AARP filed suit on behalf of its members, alleging that such an incentive rendered wellness programs “involuntary.” AARP argued that employees who wanted to keep certain medical information private would be unfairly coerced into disclosing the information when faced with an increase in their monthly premium payments of up to 30%. In December of 2016, the Court denied AARP’s motion for a preliminary injunction to halt applicability of the wellness regulations, which took effect January 1, 2017.
However, on August 22, 2017, the District Court granted summary judgment to AARP. The Court found that there was no clear basis for the EEOC’s assertion that the 30% incentive limit was consistent with the “voluntary” requirements of ADA and GINA. It noted that the EEOC did not consider any relevant factors in determining that a 30% cap on incentives meant that such programs were voluntary.

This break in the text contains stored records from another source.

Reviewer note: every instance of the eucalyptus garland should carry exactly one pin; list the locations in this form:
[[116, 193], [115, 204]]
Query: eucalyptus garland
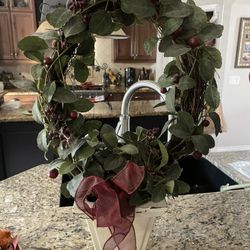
[[87, 147]]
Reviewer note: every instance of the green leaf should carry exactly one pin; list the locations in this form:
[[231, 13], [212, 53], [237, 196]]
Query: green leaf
[[56, 164], [203, 143], [24, 84], [150, 44], [170, 100], [37, 71], [42, 143], [165, 43], [184, 127], [66, 167], [32, 43], [49, 91], [210, 31], [63, 95], [129, 149], [206, 68], [216, 120], [74, 26], [59, 17], [186, 82], [85, 152], [81, 71], [176, 10], [165, 81], [113, 162], [34, 56], [74, 183], [83, 105], [36, 112], [170, 25], [101, 23], [94, 168], [140, 8], [164, 155], [214, 56], [108, 136], [212, 97], [176, 50]]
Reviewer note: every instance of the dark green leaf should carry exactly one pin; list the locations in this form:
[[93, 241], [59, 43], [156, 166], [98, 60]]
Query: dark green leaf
[[114, 162], [186, 82], [49, 91], [34, 55], [32, 43], [150, 44], [203, 143], [170, 25], [74, 26], [81, 71], [141, 8], [129, 149], [59, 17], [216, 120], [176, 50], [24, 84], [74, 183], [42, 143], [212, 97], [36, 112], [63, 95], [214, 56], [101, 23], [66, 167]]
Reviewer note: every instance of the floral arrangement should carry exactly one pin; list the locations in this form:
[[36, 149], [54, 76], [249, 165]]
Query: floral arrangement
[[140, 166]]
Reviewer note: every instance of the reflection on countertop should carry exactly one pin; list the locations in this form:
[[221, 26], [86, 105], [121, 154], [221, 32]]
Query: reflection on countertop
[[200, 221]]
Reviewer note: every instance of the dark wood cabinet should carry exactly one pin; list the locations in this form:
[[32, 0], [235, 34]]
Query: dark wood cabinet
[[132, 49], [17, 20]]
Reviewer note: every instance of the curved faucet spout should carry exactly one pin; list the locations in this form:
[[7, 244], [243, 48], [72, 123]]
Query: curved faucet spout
[[124, 122]]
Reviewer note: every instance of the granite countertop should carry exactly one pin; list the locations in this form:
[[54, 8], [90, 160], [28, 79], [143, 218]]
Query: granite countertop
[[100, 110], [29, 207]]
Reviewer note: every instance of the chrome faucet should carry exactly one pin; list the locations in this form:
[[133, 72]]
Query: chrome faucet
[[124, 120]]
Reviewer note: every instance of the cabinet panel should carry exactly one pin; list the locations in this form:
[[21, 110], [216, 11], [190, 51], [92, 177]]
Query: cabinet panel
[[6, 46], [23, 25], [124, 48]]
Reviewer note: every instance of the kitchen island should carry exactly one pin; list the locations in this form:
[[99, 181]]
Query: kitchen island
[[29, 205]]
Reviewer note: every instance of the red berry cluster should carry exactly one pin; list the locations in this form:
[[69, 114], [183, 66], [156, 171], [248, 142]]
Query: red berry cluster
[[76, 5], [152, 133]]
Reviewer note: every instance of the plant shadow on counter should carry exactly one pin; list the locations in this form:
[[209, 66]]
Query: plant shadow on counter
[[201, 175]]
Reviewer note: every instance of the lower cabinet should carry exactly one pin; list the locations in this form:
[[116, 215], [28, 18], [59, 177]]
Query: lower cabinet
[[18, 148]]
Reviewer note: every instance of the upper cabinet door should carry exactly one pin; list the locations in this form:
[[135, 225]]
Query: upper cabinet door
[[22, 5]]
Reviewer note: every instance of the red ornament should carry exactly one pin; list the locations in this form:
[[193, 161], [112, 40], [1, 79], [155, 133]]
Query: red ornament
[[47, 61], [194, 42], [53, 173], [197, 155], [73, 115]]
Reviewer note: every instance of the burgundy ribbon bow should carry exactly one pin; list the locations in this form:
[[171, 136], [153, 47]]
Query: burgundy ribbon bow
[[111, 207]]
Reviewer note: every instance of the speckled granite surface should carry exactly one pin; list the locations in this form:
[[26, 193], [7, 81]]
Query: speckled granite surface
[[29, 206], [223, 159], [100, 110]]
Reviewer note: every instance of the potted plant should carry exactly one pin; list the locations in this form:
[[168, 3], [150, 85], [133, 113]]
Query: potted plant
[[110, 176]]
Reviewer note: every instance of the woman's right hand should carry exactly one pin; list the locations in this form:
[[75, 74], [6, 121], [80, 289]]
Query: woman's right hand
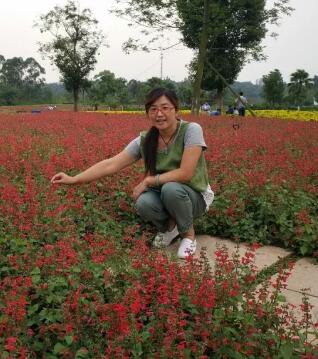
[[62, 178]]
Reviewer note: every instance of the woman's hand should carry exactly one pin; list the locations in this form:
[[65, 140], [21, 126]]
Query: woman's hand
[[139, 189], [62, 178]]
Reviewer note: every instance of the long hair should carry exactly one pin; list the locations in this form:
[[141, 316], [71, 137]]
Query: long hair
[[151, 139]]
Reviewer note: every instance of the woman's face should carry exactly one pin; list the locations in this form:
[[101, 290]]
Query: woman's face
[[162, 113]]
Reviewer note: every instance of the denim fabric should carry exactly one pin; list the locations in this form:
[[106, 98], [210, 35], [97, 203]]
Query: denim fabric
[[173, 200]]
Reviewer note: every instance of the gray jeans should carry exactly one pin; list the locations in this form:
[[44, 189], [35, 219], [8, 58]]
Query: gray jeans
[[172, 200]]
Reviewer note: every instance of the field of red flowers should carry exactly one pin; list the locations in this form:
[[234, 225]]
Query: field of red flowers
[[77, 279]]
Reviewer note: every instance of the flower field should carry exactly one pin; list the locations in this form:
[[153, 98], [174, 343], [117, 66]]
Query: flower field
[[77, 278], [289, 114]]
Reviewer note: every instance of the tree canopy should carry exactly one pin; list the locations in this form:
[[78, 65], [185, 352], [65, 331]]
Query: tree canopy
[[20, 78], [74, 44], [274, 88], [202, 23]]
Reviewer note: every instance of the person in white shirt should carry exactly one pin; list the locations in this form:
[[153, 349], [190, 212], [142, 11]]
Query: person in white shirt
[[240, 104]]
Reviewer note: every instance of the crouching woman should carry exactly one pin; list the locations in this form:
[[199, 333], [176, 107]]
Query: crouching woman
[[175, 189]]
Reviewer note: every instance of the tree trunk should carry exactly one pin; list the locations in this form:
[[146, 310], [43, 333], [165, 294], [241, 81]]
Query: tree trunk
[[219, 98], [75, 97], [201, 59]]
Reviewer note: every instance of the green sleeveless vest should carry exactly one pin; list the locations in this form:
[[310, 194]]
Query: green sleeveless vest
[[170, 160]]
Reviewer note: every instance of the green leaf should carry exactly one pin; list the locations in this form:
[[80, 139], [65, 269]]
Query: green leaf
[[69, 339], [286, 351], [281, 298], [59, 348], [81, 353], [33, 309]]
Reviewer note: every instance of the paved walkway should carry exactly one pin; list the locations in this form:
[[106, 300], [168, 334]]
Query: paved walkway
[[304, 275]]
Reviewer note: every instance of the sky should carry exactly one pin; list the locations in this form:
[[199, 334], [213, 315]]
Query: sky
[[295, 48]]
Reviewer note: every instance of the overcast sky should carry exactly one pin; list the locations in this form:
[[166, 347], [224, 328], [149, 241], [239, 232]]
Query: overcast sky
[[295, 48]]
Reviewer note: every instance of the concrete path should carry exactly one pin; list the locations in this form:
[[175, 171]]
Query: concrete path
[[304, 276]]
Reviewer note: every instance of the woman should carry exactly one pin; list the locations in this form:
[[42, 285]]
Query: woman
[[175, 189]]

The Court accordingly ordered the EEOC to reexamine its decision on the incentive level permitted under the ADA and GINA, without vacating the rules entirely.
Most recently, on August 30, 2017, AARP filed a motion to block the EEOC regulations for wellness programs starting in 2018. The motion requests that the Court either (1) vacate the rules, effective for 2018 or (2) issue an injunction, barring enforcement of the existing ADA and GINA wellness regulations, effective January 1, 2018. The EEOC has until September 11, 2017 to respond to this motion.
As employers put the finishing touches on their wellness programs for 2018, they may want to be mindful of the incentive amounts, considering that changes may be forthcoming.